It was all looking so good. After a brutal second wave in the winter, the lockdown combined with the swift rollout of vaccines forced infections, hospitalisations and deaths down to levels not seen since last summer. The vaccines performed better than expected, not only in preventing deaths, but in hampering the spread of the virus. Scientific advisers were confident about England’s cautious roadmap back to a life more normal: the worst, it seemed, was over.

Now, those same advisers are deeply worried that the new variant of concern from India, B.1.617.2, could undermine the hard-won achievement. The government strategy has been to ease restrictions as vaccines reach more people, aiming for a delicate balance that opens up society while preventing another wave that overwhelms the NHS.

Without the new variant, outbreak modellers advising Sage anticipated a modest third wave in July and August, with perhaps 4,000 to 11,000 more deaths, but nothing on the scale of the devastating winter wave.

But the new variant is here. What that means is still uncertain. Take the outbreak in Bolton and surrounding areas out of the picture and the situation in England looks far less alarming, suggesting the region may be an outlier. Yet some scientists working on B.1.617.2 believe it is destined to displace the dominant and highly transmissible Kent variant, B.1.1.7, in the UK and note that charts displaying the steep rise in cases look horribly similar to those that tracked the surge of the Kent variant in December.

Their concerns are backed by the Sage committee, which advised ministers on 5 May that pushing down cases of variant infections was now a “priority for policy”. A highly transmissible variant – one that spreads more easily than the Kent variant – “could lead to a very significant wave of infections, potentially larger than that seen in January 2021 if there were no interventions,” the experts said.

Epidemiologists are still wrestling with how transmissible the India variant of concern is. Public Health England believes it is at least as transmissible as the Kent variant, but preliminary work based on genome sequencing in India raises the prospect of it spreading up to 60% more easily.

To get some idea of what a faster-spreading variant could mean for the months ahead, modelling teams that feed into Sage worked up different scenarios. Assuming the vaccines hold up, more people could be hospitalised than in the first wave – putting the NHS at risk – if the variant is much more than 30% more transmissible, University of Warwick models show. At 40% more transmissible, hospitalisations could reach 6,000 per day, far above the peak of the second wave, and 10,000 per day if the variant is 50% more transmissible.

That is if we do nothing. If step three easing of restrictions in England on Monday is cancelled, the third wave will be far more modest, reaching 300 hospitalisations per day, even if the virus spreads 50% more easily than the Kent version. Holding off on step four on 21 June may be less effective: under that scenario a variant little more than 40% more transmissible could trigger more daily hospitalisations than seen in either UK waves so far.

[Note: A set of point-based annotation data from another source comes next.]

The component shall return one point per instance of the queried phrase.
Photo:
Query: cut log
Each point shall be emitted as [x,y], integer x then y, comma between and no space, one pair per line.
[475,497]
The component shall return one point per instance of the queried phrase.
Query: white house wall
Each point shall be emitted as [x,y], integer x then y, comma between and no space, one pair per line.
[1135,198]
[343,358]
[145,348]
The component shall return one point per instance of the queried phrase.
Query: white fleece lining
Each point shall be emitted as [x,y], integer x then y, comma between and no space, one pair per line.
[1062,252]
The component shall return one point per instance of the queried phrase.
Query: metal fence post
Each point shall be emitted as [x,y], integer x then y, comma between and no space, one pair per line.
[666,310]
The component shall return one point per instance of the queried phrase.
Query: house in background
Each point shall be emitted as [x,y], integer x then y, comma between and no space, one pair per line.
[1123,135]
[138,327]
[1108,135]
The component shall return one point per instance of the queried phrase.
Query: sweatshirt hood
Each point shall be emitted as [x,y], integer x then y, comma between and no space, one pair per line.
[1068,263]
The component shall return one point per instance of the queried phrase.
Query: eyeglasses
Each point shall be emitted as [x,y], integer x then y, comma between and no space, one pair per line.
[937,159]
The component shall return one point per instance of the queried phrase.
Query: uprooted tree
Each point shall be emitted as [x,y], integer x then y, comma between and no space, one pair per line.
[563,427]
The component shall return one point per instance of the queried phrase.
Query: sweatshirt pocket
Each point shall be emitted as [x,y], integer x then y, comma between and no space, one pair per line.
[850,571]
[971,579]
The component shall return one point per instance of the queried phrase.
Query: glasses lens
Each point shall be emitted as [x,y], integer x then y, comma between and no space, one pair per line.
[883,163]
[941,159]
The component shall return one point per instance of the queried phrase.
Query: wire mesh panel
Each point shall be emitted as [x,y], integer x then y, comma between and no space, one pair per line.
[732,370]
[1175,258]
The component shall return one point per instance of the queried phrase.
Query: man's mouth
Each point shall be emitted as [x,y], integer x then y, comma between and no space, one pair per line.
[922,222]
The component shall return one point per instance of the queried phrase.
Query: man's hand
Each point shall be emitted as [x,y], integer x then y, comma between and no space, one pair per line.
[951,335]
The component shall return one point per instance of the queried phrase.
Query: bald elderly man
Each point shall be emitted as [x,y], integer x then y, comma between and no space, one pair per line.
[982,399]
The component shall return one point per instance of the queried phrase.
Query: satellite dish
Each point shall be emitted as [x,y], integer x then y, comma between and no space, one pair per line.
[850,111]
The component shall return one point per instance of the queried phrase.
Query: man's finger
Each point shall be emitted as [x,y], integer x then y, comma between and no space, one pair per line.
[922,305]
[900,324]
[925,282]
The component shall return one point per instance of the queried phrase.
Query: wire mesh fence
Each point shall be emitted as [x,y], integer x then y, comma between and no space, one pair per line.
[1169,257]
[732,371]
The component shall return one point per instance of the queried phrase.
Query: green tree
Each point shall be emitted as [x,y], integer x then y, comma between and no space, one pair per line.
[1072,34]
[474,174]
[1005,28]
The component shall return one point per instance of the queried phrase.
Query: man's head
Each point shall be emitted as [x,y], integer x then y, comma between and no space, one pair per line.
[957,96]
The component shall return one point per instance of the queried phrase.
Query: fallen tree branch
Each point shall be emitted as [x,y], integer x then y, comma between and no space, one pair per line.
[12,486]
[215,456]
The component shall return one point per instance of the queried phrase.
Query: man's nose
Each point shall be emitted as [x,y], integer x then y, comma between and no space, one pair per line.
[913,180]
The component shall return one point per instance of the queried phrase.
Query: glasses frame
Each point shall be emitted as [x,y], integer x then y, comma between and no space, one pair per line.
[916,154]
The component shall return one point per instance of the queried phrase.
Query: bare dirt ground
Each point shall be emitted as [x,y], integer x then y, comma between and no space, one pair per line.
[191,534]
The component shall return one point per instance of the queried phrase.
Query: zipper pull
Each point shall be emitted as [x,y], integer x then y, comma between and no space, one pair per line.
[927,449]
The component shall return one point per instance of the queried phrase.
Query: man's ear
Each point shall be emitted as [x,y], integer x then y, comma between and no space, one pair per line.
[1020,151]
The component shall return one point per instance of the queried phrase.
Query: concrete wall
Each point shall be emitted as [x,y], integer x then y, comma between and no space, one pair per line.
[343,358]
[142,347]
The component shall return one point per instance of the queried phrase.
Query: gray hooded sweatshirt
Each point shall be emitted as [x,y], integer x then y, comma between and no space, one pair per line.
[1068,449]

A third wave of the coronavirus will drive people into hospital despite the mass vaccination programme. While the vast majority of older and more vulnerable people have been inoculated, the vaccines are not 100% protective, and do not work in everyone. As a result, scientific advisers expect many of those hospitalised in the third wave to be vaccinated, just not well protected from their shots.

Millions more have not yet been called for their jabs. Among those will be people unaware they are clinically vulnerable. And so more deaths will duly follow. Modelling from the London School of Hygiene and Tropical Medicine, seen by Sage on 5 May, found that a 50% more transmissible variant could trigger a third wave with deaths peaking at 1,000 per day in late July. We have not seen those kinds of numbers since February.

Deaths are not all that matters. The decision to vaccinate older people first was based on saving lives and preventing the collapse of the NHS. The trade-off is more infections in younger, healthy people, and while they are much less likely to die from the disease they are at real risk of long Covid, in which patients continue to suffer from fatigue, brain fog and other debilitating symptoms long after they have overcome the virus itself.

So far, surge testing for B.1.617.2 and telling infected people and their contacts to isolate has not brought the variant under control, but it is a crucial part of the effort. Beyond this, ministers are looking to ramp up vaccinations in outbreak areas. In theory this could help by getting jabs to the old and vulnerable who have so far not come forward, and by slowing transmission, particularly if the vaccines are given to younger people who mix more.

But the protection from a vaccine comes two to three weeks after having the shot, by which time the variant may have spread far beyond the main clusters to areas where cases are still low. It may backfire if vaccines are diverted from low case regions to where the variant is now rife. The decision for ministers is how best to use the vaccine, and the answer is not straightforward.